# Maryland Testing Facility



## phillyphan (Oct 14, 2010)

Hi,

Taking the test in Maryland in a few weeks. Had a couple of questions.

Are there places nearby to grab some food during the lunchbreak?

Do you leave your references in the testing center during the break?

Is there ample parking at the testing facility?


----------



## JHood (Oct 19, 2010)

phillyphan said:


> Hi,Taking the test in Maryland in a few weeks. Had a couple of questions.
> 
> Are there places nearby to grab some food during the lunchbreak?
> 
> ...


I am taking the Mechanical PE for the second time in Maryland (took it in the spring10). You can leave to get food, but nobody really risks it. Everyone sits outside and thinks about stupid mistakes they made on simple problems. There is a McDonald's and a Burger King near by, but I packed a lunch and will so again. You will leave your reference books in the exam room. They won't let you bring in additional books after the lunch break. Don't quote me on this, but I don't believe they let you take books out of the exam room during lunch either...I can't remember. The exam is at the Timonium fairgrounds which is where the state fair is held and accommodates thousands of thousands of people. I think the PE only has a couple hundred examinees. In the spring exam, there were parking attendants telling you where to park as well.

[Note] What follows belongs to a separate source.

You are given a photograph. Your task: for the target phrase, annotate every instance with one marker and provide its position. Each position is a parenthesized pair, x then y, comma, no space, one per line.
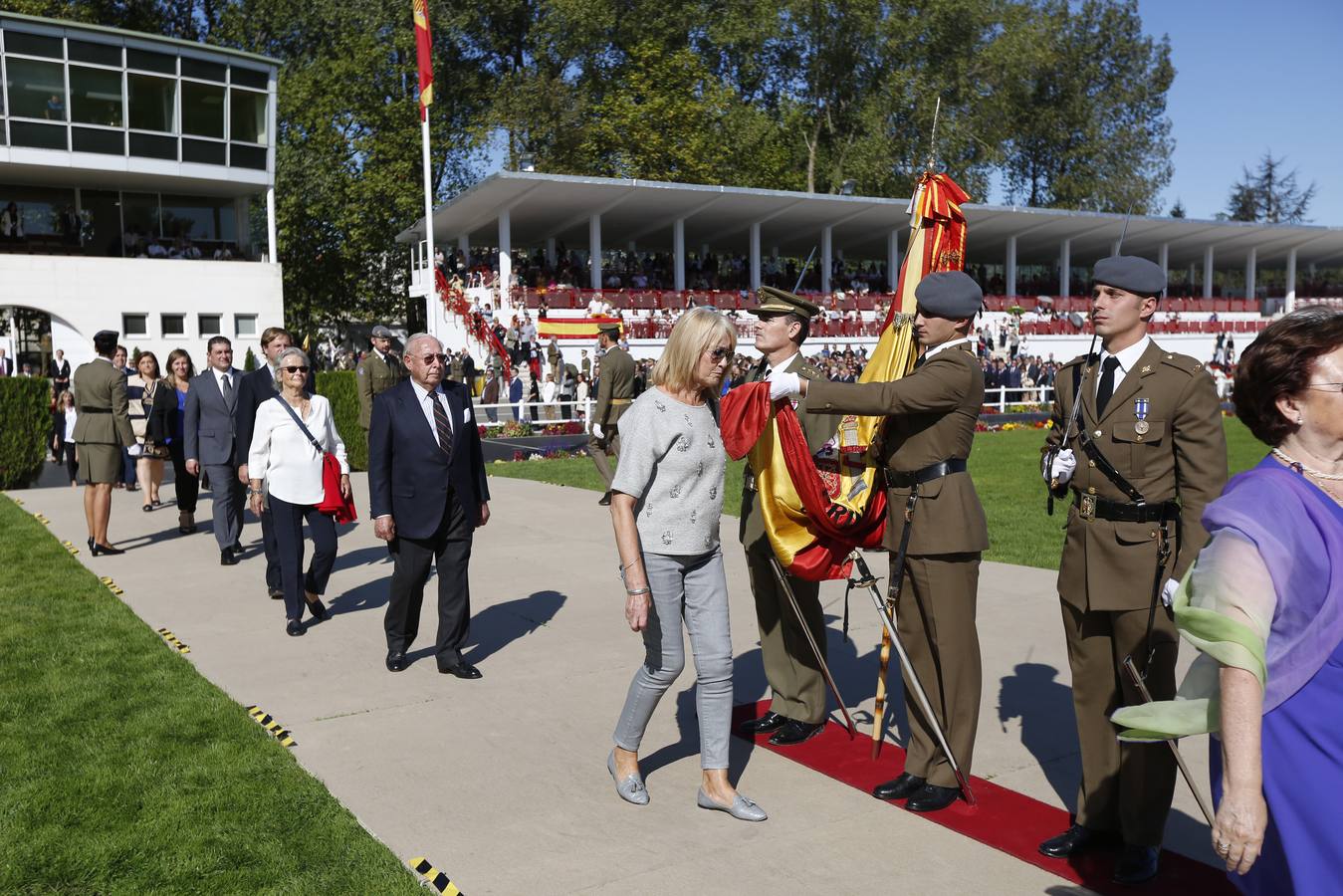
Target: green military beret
(1131,274)
(780,301)
(950,293)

I brought my books in a millk-crate last time, however I think I may bring my books in a large cooler in case of rain. It seems ridiculous, but in the spring I had to stand outside in a line for 45 minutes waiting to get inside the exam room. A friend at work took the PE last fall and it downpoured while he was taking the exam.

Good luck.


----------



## civilized_naah (Oct 19, 2010)

phillyphan said:


> Hi,Taking the test in Maryland in a few weeks. Had a couple of questions.
> 
> Are there places nearby to grab some food during the lunchbreak?
> 
> ...


I once heard about how someone drove out from the Timonium Fairgrounds, as there were several lunch options within 5 minutes and on the way back, found the traffic at the intersection at the entrance tied up because there had been a pretty severe accident there. He was within walking distance but had quite a dilemma on his hands as to what to do with his car. One never knows! You don't want to have to deal with something like that.


----------



## JHood (Oct 20, 2010)

civilized_naah said:


> phillyphan said:
> 
> 
> > Hi,Taking the test in Maryland in a few weeks. Had a couple of questions.
> ...


Actually now that I think about it, I believe that there was another small event being held on the fairgrounds during the spring exam in another building and there were some food vendors outside in tents. When I took the EIT there a few years ago I went to Mc Donalds (under 5 minutes each way) but do you really want to risk months of studying for an exam you hope you don't have to study and take again (trust me!) in order to avoid packing lunch?

For me it's a no-brainer.


----------



## phillyphan (Oct 20, 2010)

JHood said:


> civilized_naah said:
> 
> 
> > phillyphan said:
> ...


The thing for me is I live in Arlington, and I'm staying overnight, so bringing a packed lunch that stays cold for a day can be an issue.


----------